‘Flight’s canceled’: LSU defensive backs, Eric Monroe shut down Auburn with pass-heavy Ole Miss ahead

October 17, 2017 GMT

DJ Chark knows about cancelled flights.

Flights — as in pass attempts and potential completions.

Cancelled — as in incompletions and pass-breakups.

Chark has heard LSU’s secondary preach its slogan for years during practice, sometimes when defensive backs got the better of him in drills at the Charles McClendon practice fields.

“We go against them every day,” the LSU receiver said. “Like they say, ‘Flight’s cancelled.’”

LSU defensive backs backed up their motto Saturday like they haven’t done in years. They were critical pieces of the 20-point comeback win over then-No. 10 Auburn, swatting away passes in suffocating press coverage over the crucial final drives.

Auburn and quarterback Jarrett Stidham completed 34 percent of their passes — nearly 40 percent below their pregame average (71) and the lowest in a league game against an LSU team in six years.

The last Southeastern Conference team to complete less than one-third of its passes against the Tigers was Tennessee in 2011.

“All flights cancelled due to DBU,” cornerback Kevin Toliver tweeted Sunday afternoon, referencing this program’s longtime moniker of Defensive Back University.

“DBU=bad weather,” fellow cornerback Donte Jackson chimed in on social media.

Jackson and Toliver led the charge.

Neither player allowed a completion Saturday — 0 for 8 — and they combined for six pass breakups. Jackson swatted away three straight attempts on Auburn’s final drive, and he ended the previous drive with a fourth-down pass breakup.

In all, Auburn target Jackson five times. That’s as many targets he received in the first four games combined — a stat that led the junior to joke last month that he was bored. On Saturday, he was not bored.

“I had fun,” he said afterward.

In all Saturday, Auburn targeted LSU defensive backs 21 times in downfield man coverage, completing four of those.

“Their swagger came out,” Chark said Monday in describing the DB showing. “Donte made some big plays. Kevin made some big plays. Grant was flying across the field. That’s the DBs we go against every day. It doesn’t surprise you when it happens. What really surprises you is when it doesn’t happen.”

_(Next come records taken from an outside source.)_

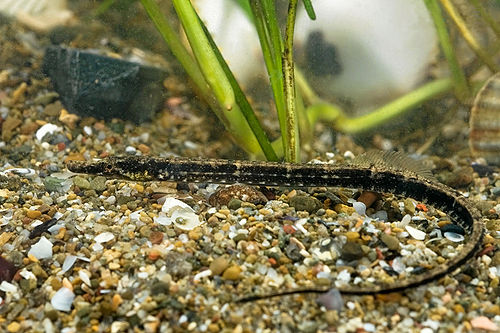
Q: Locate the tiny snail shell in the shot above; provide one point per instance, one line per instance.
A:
(484, 123)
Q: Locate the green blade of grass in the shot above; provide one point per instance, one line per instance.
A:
(235, 111)
(309, 9)
(178, 49)
(291, 142)
(270, 40)
(243, 104)
(459, 80)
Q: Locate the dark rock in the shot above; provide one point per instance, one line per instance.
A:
(483, 170)
(160, 287)
(7, 270)
(293, 252)
(351, 251)
(41, 228)
(102, 87)
(453, 228)
(177, 264)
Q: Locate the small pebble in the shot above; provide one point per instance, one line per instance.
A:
(391, 241)
(219, 265)
(232, 273)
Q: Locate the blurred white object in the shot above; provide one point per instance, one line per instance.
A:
(367, 52)
(39, 15)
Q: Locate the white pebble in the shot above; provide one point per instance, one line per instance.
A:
(405, 220)
(69, 261)
(104, 237)
(454, 237)
(46, 129)
(42, 249)
(202, 274)
(84, 276)
(415, 233)
(130, 150)
(63, 299)
(359, 207)
(8, 287)
(369, 327)
(87, 130)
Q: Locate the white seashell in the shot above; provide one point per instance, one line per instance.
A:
(454, 237)
(63, 299)
(42, 249)
(359, 207)
(104, 237)
(46, 129)
(85, 276)
(69, 261)
(415, 233)
(171, 204)
(405, 220)
(381, 53)
(8, 287)
(178, 213)
(185, 219)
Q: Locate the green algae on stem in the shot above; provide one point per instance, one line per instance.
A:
(459, 80)
(210, 76)
(291, 141)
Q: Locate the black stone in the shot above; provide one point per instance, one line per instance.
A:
(351, 251)
(483, 170)
(102, 87)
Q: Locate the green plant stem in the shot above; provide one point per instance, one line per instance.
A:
(104, 6)
(208, 74)
(394, 109)
(468, 36)
(178, 49)
(459, 80)
(270, 40)
(244, 105)
(291, 142)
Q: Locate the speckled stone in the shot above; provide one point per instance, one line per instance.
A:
(81, 182)
(352, 251)
(98, 183)
(232, 273)
(391, 241)
(219, 265)
(305, 203)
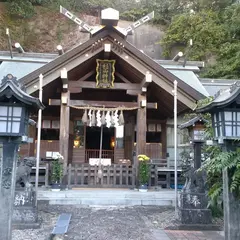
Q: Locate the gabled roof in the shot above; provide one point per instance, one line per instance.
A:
(11, 86)
(161, 74)
(223, 98)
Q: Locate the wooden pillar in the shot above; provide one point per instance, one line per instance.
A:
(141, 126)
(64, 129)
(164, 140)
(129, 138)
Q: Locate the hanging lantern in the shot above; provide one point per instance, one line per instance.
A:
(84, 117)
(121, 119)
(103, 118)
(93, 120)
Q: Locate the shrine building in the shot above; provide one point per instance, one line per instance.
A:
(106, 84)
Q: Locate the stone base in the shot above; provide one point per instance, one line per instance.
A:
(195, 216)
(25, 214)
(22, 226)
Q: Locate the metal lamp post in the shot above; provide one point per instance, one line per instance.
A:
(15, 106)
(225, 114)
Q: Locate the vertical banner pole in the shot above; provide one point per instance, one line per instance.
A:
(38, 137)
(175, 148)
(101, 137)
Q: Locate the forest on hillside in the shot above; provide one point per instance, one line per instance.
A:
(213, 26)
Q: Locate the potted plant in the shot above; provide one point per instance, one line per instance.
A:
(143, 172)
(57, 172)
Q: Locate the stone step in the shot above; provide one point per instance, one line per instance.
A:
(106, 197)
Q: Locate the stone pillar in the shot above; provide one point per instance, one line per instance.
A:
(231, 211)
(8, 162)
(197, 154)
(141, 130)
(64, 130)
(193, 209)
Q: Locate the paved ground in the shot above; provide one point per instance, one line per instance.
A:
(112, 223)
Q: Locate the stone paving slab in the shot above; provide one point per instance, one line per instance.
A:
(111, 223)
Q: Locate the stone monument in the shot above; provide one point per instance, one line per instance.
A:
(193, 202)
(15, 107)
(25, 213)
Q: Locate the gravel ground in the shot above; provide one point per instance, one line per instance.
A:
(103, 223)
(96, 223)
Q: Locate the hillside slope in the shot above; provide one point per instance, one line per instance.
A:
(48, 28)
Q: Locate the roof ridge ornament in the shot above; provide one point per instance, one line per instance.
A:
(109, 17)
(10, 77)
(10, 87)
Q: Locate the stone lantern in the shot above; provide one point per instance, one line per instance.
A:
(15, 106)
(225, 114)
(196, 130)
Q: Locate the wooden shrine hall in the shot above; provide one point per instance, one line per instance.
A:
(108, 85)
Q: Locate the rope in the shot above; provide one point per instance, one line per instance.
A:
(104, 109)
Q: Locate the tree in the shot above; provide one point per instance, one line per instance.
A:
(203, 27)
(228, 58)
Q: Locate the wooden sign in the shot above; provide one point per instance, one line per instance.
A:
(105, 73)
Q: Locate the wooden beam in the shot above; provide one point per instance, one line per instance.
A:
(146, 81)
(133, 92)
(141, 130)
(64, 132)
(103, 103)
(57, 102)
(117, 86)
(152, 105)
(75, 90)
(119, 75)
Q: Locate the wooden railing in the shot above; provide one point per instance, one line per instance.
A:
(94, 153)
(43, 177)
(85, 175)
(116, 175)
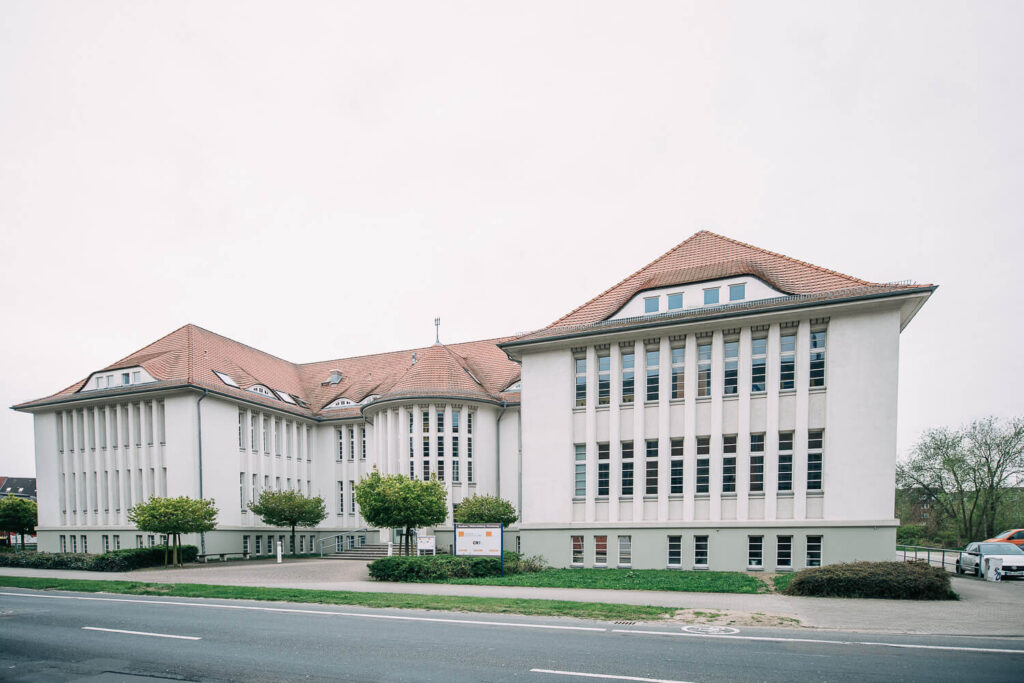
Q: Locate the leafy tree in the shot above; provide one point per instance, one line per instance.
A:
(18, 515)
(397, 502)
(968, 474)
(174, 516)
(289, 508)
(485, 510)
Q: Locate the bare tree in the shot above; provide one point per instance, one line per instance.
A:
(968, 472)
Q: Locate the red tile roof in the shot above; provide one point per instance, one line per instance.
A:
(708, 256)
(190, 354)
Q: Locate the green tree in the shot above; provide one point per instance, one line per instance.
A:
(18, 515)
(969, 473)
(397, 502)
(485, 510)
(174, 516)
(289, 508)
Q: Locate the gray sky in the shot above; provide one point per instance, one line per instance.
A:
(321, 179)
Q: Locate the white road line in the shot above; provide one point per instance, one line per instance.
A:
(606, 676)
(322, 612)
(140, 633)
(824, 642)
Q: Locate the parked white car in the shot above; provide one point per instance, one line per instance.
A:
(971, 558)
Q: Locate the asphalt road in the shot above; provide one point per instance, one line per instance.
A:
(49, 636)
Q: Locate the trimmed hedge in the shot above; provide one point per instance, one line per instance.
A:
(893, 581)
(117, 560)
(430, 568)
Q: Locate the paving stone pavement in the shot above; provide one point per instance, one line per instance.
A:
(984, 609)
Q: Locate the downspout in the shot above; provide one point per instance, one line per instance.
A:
(498, 449)
(199, 421)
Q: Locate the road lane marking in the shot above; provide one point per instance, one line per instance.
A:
(818, 641)
(140, 633)
(322, 612)
(581, 674)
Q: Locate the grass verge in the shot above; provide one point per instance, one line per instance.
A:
(781, 581)
(637, 580)
(592, 610)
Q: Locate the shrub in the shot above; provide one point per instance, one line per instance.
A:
(117, 560)
(429, 568)
(895, 581)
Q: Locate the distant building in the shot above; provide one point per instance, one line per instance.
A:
(723, 408)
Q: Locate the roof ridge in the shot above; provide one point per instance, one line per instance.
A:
(788, 258)
(627, 278)
(494, 340)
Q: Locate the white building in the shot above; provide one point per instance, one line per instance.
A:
(722, 408)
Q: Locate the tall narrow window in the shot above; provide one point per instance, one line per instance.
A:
(678, 371)
(704, 464)
(577, 547)
(814, 551)
(676, 478)
(701, 551)
(651, 464)
(785, 461)
(581, 365)
(787, 357)
(652, 375)
(818, 358)
(603, 380)
(602, 469)
(757, 463)
(814, 460)
(783, 552)
(629, 363)
(759, 365)
(730, 380)
(625, 550)
(755, 551)
(704, 370)
(581, 471)
(729, 464)
(675, 551)
(627, 468)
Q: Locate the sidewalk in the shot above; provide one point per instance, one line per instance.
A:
(985, 608)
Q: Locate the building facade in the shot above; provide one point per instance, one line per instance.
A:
(723, 408)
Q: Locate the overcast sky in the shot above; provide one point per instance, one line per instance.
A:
(322, 179)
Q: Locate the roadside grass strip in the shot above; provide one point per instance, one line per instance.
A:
(589, 610)
(636, 580)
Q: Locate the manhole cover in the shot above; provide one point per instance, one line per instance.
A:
(711, 630)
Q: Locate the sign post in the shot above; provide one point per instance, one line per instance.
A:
(480, 541)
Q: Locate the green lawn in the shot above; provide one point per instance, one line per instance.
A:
(634, 580)
(591, 610)
(781, 581)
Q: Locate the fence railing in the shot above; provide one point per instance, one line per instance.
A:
(944, 557)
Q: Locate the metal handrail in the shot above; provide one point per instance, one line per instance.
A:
(337, 536)
(928, 552)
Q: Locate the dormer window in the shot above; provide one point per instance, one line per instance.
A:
(226, 379)
(262, 390)
(338, 402)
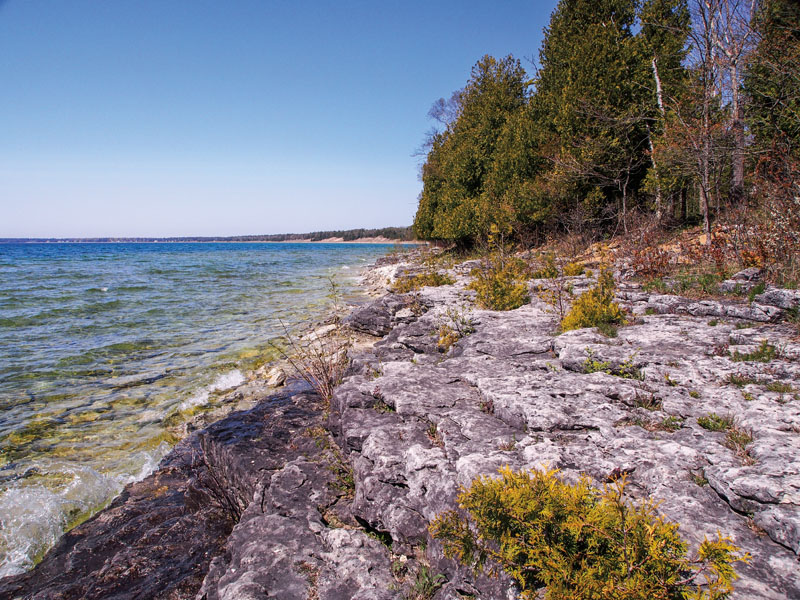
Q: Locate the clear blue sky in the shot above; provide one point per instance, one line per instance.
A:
(179, 117)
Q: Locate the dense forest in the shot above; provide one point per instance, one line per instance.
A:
(639, 113)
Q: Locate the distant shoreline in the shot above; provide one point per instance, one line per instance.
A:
(165, 241)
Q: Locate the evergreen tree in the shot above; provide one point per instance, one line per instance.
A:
(772, 82)
(592, 92)
(455, 174)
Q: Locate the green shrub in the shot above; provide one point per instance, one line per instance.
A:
(549, 269)
(410, 283)
(580, 542)
(573, 269)
(596, 307)
(737, 439)
(764, 353)
(780, 387)
(715, 422)
(501, 286)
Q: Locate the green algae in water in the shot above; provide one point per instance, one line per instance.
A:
(104, 341)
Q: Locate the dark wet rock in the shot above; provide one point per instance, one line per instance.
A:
(154, 541)
(236, 508)
(259, 503)
(514, 394)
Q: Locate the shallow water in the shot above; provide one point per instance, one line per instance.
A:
(100, 342)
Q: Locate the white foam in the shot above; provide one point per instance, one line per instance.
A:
(224, 381)
(34, 517)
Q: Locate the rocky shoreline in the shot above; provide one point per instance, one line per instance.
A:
(293, 499)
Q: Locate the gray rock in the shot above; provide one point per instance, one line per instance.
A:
(514, 394)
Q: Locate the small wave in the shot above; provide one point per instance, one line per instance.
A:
(34, 517)
(223, 382)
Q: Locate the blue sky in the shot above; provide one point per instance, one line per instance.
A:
(168, 117)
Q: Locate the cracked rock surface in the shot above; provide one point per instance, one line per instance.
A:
(266, 504)
(418, 423)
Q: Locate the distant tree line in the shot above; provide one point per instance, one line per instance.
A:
(671, 111)
(348, 235)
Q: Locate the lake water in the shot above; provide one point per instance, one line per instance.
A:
(99, 343)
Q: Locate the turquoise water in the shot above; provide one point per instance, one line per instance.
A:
(100, 342)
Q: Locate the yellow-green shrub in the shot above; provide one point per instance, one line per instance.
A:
(596, 307)
(573, 269)
(549, 269)
(410, 283)
(502, 285)
(583, 544)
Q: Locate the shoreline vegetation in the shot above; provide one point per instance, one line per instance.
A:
(385, 235)
(661, 413)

And now the page turns to a much more formidable passing attack: Ole Miss and quarterback Shea Patterson.

The Rebels (3-3, 1-2 SEC) and 24th-ranked Tigers (5-2, 2-1) meet at 6:15 p.m. Saturday in Oxford, Mississippi.

Expect plenty of flights, as the LSU defensive backs might say.

Ole Miss attempts 39.5 passes a game, 18th-most nationally, and Patterson is third nationally at 357 yards an outing. The former 5-star prospect slings it with the best of them. Courted by LSU in recruiting, Patterson signed with Ole Miss as the No. 1-ranked pro-style passer in the 2016 recruiting class.

Orgeron called the sophomore Monday “one of the best” in the nation with a “tremendous release,” and he praised the Ole Miss receivers as the “best” group LSU’s seen — from longball threat A.J. Brown (19.4-yard average and 6 TDs) to possession receiver Van Jefferson (28 catches for 9.8 a pop).

Enter those LSU defensive backs.

Even one of the younger members of their group is aware of how much the Rebels pass the ball.

“A lot,” safety Eric Monroe said. “A lot. We love spread teams. That’s why you come to DBU, things like this.”

Monroe’s role Saturday made the secondary’s outing that much more impressive. The DBs did it with two freshmen at safety: true freshman Grant Delpit and Monroe, a redshirt freshman.

Monroe made his first career start, replacing a redshirt junior in John Battle, who was sidelined with injury. LSU lost rotational senior safety Ed Paris for the season last month with a knee injury.

Monroe made his share of mistakes, Orgeron said, but settled in. The numbers don’t lie. In help or man coverage, receivers did not have a catch in three passes against him, and he made two pass breakups.

“It felt great, man,” Monroe said Monday. “I give all the credit to my team and coaches. I had to step up and play a role. I did that.”

There were nerves, yes, Monroe admits. The Houston native shook them off, leaning on knowledge he acquired during his off year last season as a redshirt. He learned from coaches of his redshirt before last year’s season opener against Wisconsin.

He spent the year on the scout team, battling Chark nearly every day in practice. Who got the better of one another?

“I get the best of everybody,” Chark smiled.

Chark joked with Toliver after Saturday’s game that the “flight’s always good in the backyard.”

Said Chark: “My flight is always on track.”